The video game industry was estimated to be worth $182 billion in 2022, according to Newzoo. That's a large enough market for the top game companies to find ways to grow over the long term.
However, some top gaming brands don't get the attention they deserve, despite making some of the most played games in the business. That said, here's why the market might be severely undervaluing two of them: Nintendo (NTDOY -2.38%) and Ubisoft Entertainment (UBSFF 16.55%) (UBSFY 13.32%).
1. Nintendo
Nintendo is one of the classic gaming brands in the video game industry. The Japanese gaming company is known for many popular franchises, such as Zelda and Mario Bros., but it's been a rough couple of years for the industry. After a spike in the number of people playing games during the pandemic, Nintendo and other leaders have experienced revenue pressure as many of those players put down their controllers.
Total video game sales were estimated to fall 5% in 2022, according to Newzoo.

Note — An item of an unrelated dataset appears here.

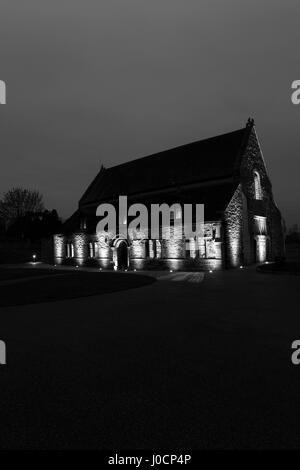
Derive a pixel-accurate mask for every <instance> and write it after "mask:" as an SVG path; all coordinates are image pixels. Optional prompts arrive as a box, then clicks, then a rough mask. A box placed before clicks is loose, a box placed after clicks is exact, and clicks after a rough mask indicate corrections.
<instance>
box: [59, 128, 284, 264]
mask: <svg viewBox="0 0 300 470" xmlns="http://www.w3.org/2000/svg"><path fill="white" fill-rule="evenodd" d="M197 145H198V147H197ZM222 145H223V146H224V156H223V157H222V150H223V148H222ZM210 146H211V147H210ZM229 146H232V152H233V153H234V152H235V154H234V155H231V154H230V147H229ZM217 147H218V148H217ZM211 148H212V149H213V150H211ZM216 148H217V149H216ZM196 150H197V152H196ZM192 151H193V152H195V155H191V152H192ZM170 152H173V154H172V155H174V156H173V160H171V158H170V156H169V153H170ZM181 152H182V155H181ZM185 152H186V154H185ZM206 152H208V155H207V158H206ZM211 152H215V160H212V158H211V156H210V153H211ZM164 158H166V160H163V159H164ZM180 158H181V160H180ZM201 158H202V159H203V160H202V161H203V165H202V167H201V166H199V159H201ZM222 158H223V160H222ZM151 159H152V160H151ZM168 159H170V160H168ZM193 159H194V160H193ZM225 159H227V160H228V162H229V163H227V160H226V161H225ZM151 161H152V162H153V181H154V183H153V185H154V186H153V187H150V189H149V187H148V186H149V184H150V183H148V180H150V177H149V178H148V179H147V181H145V186H143V172H142V170H143V171H144V175H147V176H148V175H149V172H151V171H152V167H151ZM168 161H170V170H169V172H170V174H171V176H172V181H171V180H170V178H169V173H168V168H167V165H166V164H165V163H166V162H168ZM211 161H213V162H215V168H213V167H212V163H211ZM224 161H225V163H226V165H227V166H226V168H223V167H225V163H224ZM160 162H162V164H164V165H162V166H160V165H158V163H160ZM186 162H188V163H189V166H188V164H187V163H186ZM193 162H194V163H195V169H194V171H193V168H191V165H192V164H193ZM184 164H185V165H186V170H184V168H185V167H184ZM180 165H181V166H182V167H181V168H180ZM177 167H178V168H177ZM227 167H228V168H227ZM159 168H162V170H161V171H162V172H163V171H164V172H165V175H166V188H164V190H163V191H162V190H161V189H160V187H159V183H158V182H157V183H155V181H156V178H155V176H157V172H158V171H159ZM201 168H203V173H204V174H203V175H202V174H201ZM137 169H138V170H137ZM175 170H176V171H177V173H176V171H175ZM134 174H136V175H137V174H140V175H141V179H140V181H139V182H138V184H137V182H136V181H134V182H133V183H132V182H130V181H128V190H127V189H126V188H124V181H126V180H127V179H130V178H131V175H134ZM118 178H119V179H118ZM176 178H177V183H176V185H175V183H173V181H175V180H176ZM169 180H170V181H171V182H170V181H169ZM114 184H115V185H116V187H115V188H113V190H111V193H109V192H107V191H106V193H105V191H104V190H103V191H104V192H103V191H102V189H101V188H102V186H103V187H104V188H106V187H110V188H111V187H113V185H114ZM118 184H119V185H120V188H119V187H118ZM134 184H135V185H136V190H135V193H134V195H133V196H131V201H129V202H130V203H135V202H142V203H144V204H145V205H146V206H147V205H149V204H150V202H155V203H158V202H159V203H160V204H162V203H164V202H167V203H168V204H169V205H171V204H173V203H175V202H176V203H179V204H181V205H182V204H184V203H186V202H187V201H188V202H189V203H191V202H194V203H195V204H197V203H198V204H199V203H203V204H204V206H205V209H204V213H205V224H204V235H203V237H197V238H190V239H188V240H185V239H184V237H183V236H182V237H179V238H178V237H177V238H174V236H173V237H172V233H173V235H174V230H176V228H174V226H172V227H167V228H166V227H164V228H163V229H162V230H161V233H160V237H159V238H158V239H155V240H151V239H150V240H149V239H148V237H147V234H146V233H143V232H142V231H139V232H138V233H137V232H136V231H129V233H128V236H127V238H126V239H123V238H122V237H120V238H119V237H114V236H112V234H110V233H107V232H103V233H98V234H96V230H95V228H96V223H97V219H96V217H95V214H96V208H97V206H98V205H99V204H100V203H101V202H111V201H115V200H116V195H118V194H119V191H120V194H123V195H124V194H126V193H127V194H129V196H130V190H131V188H132V187H133V185H134ZM155 184H156V186H155ZM161 185H162V184H161ZM168 185H169V186H168ZM168 188H169V189H168ZM97 191H98V192H99V197H98V193H97ZM101 191H102V193H101ZM112 196H114V197H112ZM111 203H113V202H111ZM167 229H170V230H171V238H170V239H169V240H166V239H165V237H164V230H167ZM283 240H284V234H283V224H282V218H281V214H280V212H279V210H278V208H277V206H276V204H275V202H274V198H273V194H272V186H271V182H270V179H269V177H268V174H267V170H266V166H265V162H264V159H263V155H262V152H261V149H260V145H259V141H258V138H257V134H256V131H255V128H254V123H253V122H252V121H248V123H247V125H246V127H245V128H244V129H242V130H239V131H234V132H233V133H230V134H224V135H223V136H218V137H216V138H215V140H214V139H209V140H207V141H200V142H199V143H196V144H190V146H189V145H188V146H184V147H182V148H177V149H173V150H171V151H168V152H162V153H161V154H156V155H154V156H153V157H151V156H150V157H147V158H146V160H145V159H140V160H135V161H134V162H129V163H128V164H124V165H121V166H119V167H113V168H111V169H108V170H105V169H102V170H101V172H100V173H99V175H98V176H97V177H96V179H95V180H94V182H93V183H92V185H91V186H90V187H89V188H88V190H87V191H86V193H85V194H84V196H83V197H82V198H81V200H80V202H79V209H78V211H77V212H76V213H75V214H74V215H73V216H72V217H71V218H70V221H68V222H67V223H66V224H65V233H63V234H58V235H55V236H54V243H53V246H54V263H55V264H62V263H69V264H74V265H79V266H82V265H86V264H87V265H89V264H90V265H93V266H98V267H100V268H104V269H132V270H135V269H158V270H159V269H169V270H201V269H204V270H215V269H222V268H226V267H232V268H234V267H239V266H241V265H244V264H251V263H256V262H257V263H262V262H264V261H266V260H274V259H275V258H276V257H281V256H283V255H284V241H283Z"/></svg>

Nintendo reported in line with that figure, with total net sales down 5.5% in fiscal 2023 ending in March.
The video game industry has been on a long-term upward trajectory for decades, so now is the time to consider buying the leaders, especially as Nintendo could be on the verge of a comeback.

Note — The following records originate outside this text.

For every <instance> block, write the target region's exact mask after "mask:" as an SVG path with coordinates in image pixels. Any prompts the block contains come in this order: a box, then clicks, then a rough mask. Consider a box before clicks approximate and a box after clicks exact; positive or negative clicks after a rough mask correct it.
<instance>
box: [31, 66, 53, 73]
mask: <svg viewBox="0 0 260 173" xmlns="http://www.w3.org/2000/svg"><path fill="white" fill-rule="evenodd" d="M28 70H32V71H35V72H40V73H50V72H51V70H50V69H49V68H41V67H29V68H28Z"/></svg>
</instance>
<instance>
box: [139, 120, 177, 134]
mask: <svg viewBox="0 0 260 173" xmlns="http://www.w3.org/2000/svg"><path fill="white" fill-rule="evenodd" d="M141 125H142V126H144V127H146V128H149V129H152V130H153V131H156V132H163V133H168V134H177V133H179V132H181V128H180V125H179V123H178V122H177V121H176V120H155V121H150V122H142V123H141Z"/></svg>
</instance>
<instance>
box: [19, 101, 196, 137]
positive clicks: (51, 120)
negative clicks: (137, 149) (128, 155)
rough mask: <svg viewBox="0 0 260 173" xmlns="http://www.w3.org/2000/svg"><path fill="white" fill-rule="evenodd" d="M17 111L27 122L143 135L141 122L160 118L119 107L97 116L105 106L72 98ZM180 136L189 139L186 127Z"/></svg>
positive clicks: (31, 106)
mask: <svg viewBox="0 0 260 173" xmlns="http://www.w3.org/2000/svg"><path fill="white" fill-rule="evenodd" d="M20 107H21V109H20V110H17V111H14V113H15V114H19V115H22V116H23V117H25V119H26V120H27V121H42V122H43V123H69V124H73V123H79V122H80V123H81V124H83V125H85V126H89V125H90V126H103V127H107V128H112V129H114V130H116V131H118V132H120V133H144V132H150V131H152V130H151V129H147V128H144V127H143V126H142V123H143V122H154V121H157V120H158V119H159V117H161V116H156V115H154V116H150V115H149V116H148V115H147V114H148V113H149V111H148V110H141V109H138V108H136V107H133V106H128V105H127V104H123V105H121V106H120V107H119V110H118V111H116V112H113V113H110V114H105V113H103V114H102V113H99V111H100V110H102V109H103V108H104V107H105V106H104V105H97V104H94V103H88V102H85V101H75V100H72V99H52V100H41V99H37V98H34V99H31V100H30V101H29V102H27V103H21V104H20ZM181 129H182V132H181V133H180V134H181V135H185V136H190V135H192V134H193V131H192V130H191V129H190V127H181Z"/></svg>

The recent release of Legend of Zelda: Tears of the Kingdom sold 10 million copies in the first three days. Moreover, Nintendo had a very successful launch of the Super Mario Bros. Movie, which has earned $1.3 billion globally at the box office.
In the fiscal fourth-quarter earnings report, management noted that the response to the movie is already carrying over to higher sales of Mario-related merchandise and classic Mario games available through the Nintendo Switch Online subscription service.
The strong sales of the new Zelda game and strong attendance for the Mario movie are good signs for Nintendo's future. It still has tremendous value in its top gaming brands, while the stock is trading at a modest price-to-earnings ratio of 14. At this discounted valuation, the market is not fully appreciating what Nintendo is capable of over the long term.
2. Ubisoft Entertainment
Another top gaming brand that gamers are very familiar with but may not get enough attention on Wall Street is France-based Ubisoft Entertainment. The company makes several of the industry's best-selling titles. Assassin's Creed, Rainbow Six, and The Division have been supported with ongoing releases and updates for years, and continue to drive significant revenue for the company.
Like others in the industry, Ubisoft hasn't escaped sluggish sales over the last few years. But the stock is deeply discounted right now, as the company hasn't weathered the weak environment as well as its U.S.-based counterparts like Activision Blizzard and Electronic Arts. Ubisoft stock trades at a massive discount to its competitors on a price-to-sales basis, but upcoming releases and management's fiscal 2024 guidance suggest a possible turnaround.
After reporting weak sales over the last two years, management is now calling for top-line growth for fiscal 2024 ending in March. The improved sales outlook will be supported by a compelling lineup of new releases, in addition to ongoing sales of its existing games.
On that note, development of upcoming games are going well. The company is scheduled to release a new Assassin's Creed title in October. Although there is no official release date yet, the company is also working on a Star Wars action-adventure game, which could be a huge sales driver.
Of course, the risk with new releases is that they don't perform to expectations. But that's why it's a good strategy to buy video game stocks when they are on sale, since the lower valuation better tilts the risk-to-reward proposition in investors' favor.
With the stock trading 76% off its previous highs, the potential upside as management focuses on delivering profitable growth could deliver a market-beating return.
If you're interested in video game stocks, Nintendo and Ubisoft are worth considering for the long-term value of their top franchises, which the market seems to be undervaluing right now.